See all related overviews in Oxford Reference ». An absolute dating technique similar to radiocarbon dating but applicable to much older deposits. It is used to determine the age of volcanic rock strata containing or sealing archaeological objects rather than to date the artefacts themselves. In volcanic rocks any argon present will have escaped when the rock was last molten but will start to accumulate again when it solidifies.
Thus by carefully measuring the amount of 40 K and 40 Ar present in a sample it is possible to work out how long ago it was that the rock solidified. Subjects: Science and technology. View all reference entries ». This method is used in many fields to determine the age of a sample. The process in rocks is based on the decay of radioactive potassium to radioactive argon Some parts also decay to calcium The ratio of these components in a sample or rock is the measure of its age.
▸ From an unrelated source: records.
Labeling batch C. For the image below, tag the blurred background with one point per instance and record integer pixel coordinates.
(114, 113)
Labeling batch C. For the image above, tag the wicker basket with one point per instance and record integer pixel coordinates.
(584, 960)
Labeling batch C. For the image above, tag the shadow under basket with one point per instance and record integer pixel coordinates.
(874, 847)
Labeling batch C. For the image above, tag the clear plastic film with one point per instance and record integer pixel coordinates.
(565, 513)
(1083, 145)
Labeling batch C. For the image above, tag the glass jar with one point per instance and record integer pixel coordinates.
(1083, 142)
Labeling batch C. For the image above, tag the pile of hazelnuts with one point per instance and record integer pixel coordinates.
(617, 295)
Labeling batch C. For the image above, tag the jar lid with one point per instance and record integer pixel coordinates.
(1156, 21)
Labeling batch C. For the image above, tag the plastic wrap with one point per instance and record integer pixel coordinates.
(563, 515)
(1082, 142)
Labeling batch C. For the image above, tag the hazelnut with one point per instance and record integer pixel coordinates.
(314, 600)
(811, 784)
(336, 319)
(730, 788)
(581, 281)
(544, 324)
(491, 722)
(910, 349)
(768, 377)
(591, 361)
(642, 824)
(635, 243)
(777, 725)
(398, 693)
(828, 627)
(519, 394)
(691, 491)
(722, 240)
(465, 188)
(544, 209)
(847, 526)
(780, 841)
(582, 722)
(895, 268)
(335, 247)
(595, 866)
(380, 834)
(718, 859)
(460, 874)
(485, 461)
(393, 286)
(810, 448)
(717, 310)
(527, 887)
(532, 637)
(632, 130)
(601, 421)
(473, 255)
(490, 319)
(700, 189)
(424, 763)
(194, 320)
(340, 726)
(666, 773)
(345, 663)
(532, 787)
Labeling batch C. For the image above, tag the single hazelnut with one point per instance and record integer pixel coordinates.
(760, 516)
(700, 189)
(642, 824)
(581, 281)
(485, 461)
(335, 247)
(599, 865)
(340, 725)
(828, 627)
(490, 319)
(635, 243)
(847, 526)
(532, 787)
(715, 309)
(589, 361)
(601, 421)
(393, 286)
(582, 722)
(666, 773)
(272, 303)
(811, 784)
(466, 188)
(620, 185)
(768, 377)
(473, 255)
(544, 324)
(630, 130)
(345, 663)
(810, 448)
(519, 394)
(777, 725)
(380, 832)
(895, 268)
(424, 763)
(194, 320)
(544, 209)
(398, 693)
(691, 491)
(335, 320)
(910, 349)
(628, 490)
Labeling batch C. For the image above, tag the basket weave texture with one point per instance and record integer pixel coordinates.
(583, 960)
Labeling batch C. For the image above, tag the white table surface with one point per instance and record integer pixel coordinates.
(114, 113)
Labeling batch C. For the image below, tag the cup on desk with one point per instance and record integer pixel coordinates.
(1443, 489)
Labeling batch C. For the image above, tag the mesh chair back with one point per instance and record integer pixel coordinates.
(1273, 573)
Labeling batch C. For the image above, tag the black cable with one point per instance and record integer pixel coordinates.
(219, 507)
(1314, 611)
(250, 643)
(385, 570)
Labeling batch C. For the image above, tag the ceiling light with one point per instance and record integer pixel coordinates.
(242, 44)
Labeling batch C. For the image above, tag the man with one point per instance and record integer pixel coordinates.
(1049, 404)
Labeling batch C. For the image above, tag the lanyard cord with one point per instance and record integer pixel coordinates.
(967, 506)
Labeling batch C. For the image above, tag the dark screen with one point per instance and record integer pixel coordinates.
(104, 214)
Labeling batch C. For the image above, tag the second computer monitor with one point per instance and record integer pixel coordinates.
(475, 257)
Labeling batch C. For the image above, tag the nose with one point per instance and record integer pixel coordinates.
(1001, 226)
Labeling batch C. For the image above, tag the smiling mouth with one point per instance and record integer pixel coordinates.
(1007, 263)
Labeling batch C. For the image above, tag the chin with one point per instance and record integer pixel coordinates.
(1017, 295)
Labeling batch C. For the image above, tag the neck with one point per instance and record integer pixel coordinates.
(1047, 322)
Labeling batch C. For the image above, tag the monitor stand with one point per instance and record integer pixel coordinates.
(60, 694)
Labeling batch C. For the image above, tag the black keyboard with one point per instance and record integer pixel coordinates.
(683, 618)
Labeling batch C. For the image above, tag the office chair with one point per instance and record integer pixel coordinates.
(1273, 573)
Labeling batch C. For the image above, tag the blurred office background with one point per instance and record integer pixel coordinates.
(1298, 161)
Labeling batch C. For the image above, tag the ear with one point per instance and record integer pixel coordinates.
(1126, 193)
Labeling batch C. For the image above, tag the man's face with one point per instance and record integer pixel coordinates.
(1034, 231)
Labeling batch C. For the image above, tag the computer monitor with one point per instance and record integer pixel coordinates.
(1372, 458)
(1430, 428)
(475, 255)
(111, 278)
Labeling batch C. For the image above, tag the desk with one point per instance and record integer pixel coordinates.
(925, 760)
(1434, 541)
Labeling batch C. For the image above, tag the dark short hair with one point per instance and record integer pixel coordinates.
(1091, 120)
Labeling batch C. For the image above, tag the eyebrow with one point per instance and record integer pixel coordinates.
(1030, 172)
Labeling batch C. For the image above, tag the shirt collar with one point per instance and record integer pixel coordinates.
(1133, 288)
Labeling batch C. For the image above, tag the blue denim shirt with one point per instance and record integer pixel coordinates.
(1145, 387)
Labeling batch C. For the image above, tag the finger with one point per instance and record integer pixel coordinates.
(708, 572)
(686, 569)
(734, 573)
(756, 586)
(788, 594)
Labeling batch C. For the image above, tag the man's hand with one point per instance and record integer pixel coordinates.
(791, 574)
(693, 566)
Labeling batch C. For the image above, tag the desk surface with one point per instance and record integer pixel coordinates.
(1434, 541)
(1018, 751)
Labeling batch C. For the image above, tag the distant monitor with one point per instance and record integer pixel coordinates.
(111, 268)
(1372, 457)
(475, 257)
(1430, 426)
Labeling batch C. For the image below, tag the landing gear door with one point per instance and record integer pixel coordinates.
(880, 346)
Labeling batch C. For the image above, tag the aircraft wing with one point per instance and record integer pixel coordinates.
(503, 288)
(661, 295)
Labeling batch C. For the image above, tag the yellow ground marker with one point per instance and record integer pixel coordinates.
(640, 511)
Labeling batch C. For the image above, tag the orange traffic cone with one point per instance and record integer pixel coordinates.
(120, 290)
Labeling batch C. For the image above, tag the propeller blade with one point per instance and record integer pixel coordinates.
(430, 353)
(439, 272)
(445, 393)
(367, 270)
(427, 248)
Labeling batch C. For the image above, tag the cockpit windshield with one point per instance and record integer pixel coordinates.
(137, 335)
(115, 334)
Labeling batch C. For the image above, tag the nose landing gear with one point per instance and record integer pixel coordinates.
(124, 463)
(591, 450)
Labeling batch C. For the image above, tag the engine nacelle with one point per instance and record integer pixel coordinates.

The potassium argon method calculates the ages of several objects like meteorites, volcanic rocks, different types of minerals , etc. Some meteorites have dated back to crore years, and some volcanic rocks are aged just 20, years. The potassium argon dating process follows a particular formula to determine the age of a rock or a sample.
The decay profile of radioactive potassium determines the age and origin of radioactive argon. Radioactive potassium also decays to radioactive calcium. The radioactive form of potassium and argon are potassium and argon The ratio of radioactive potassium, radioactive argon, and radioactive calcium is measured. These dating methods have been under constant improvement for more than 50 years.
The learning curve has been long and is far from over today. With each increment in quality, more subtle sources of error have been found and taken into account. Good materials and skilled hands can yield ages that are certain to within 1 percent, even in rocks only 10, years old, in which quantities of 40 Ar are vanishingly small. Actively scan device characteristics for identification. Use precise geolocation data. Select personalised content. Create a personalised content profile. Measure ad performance.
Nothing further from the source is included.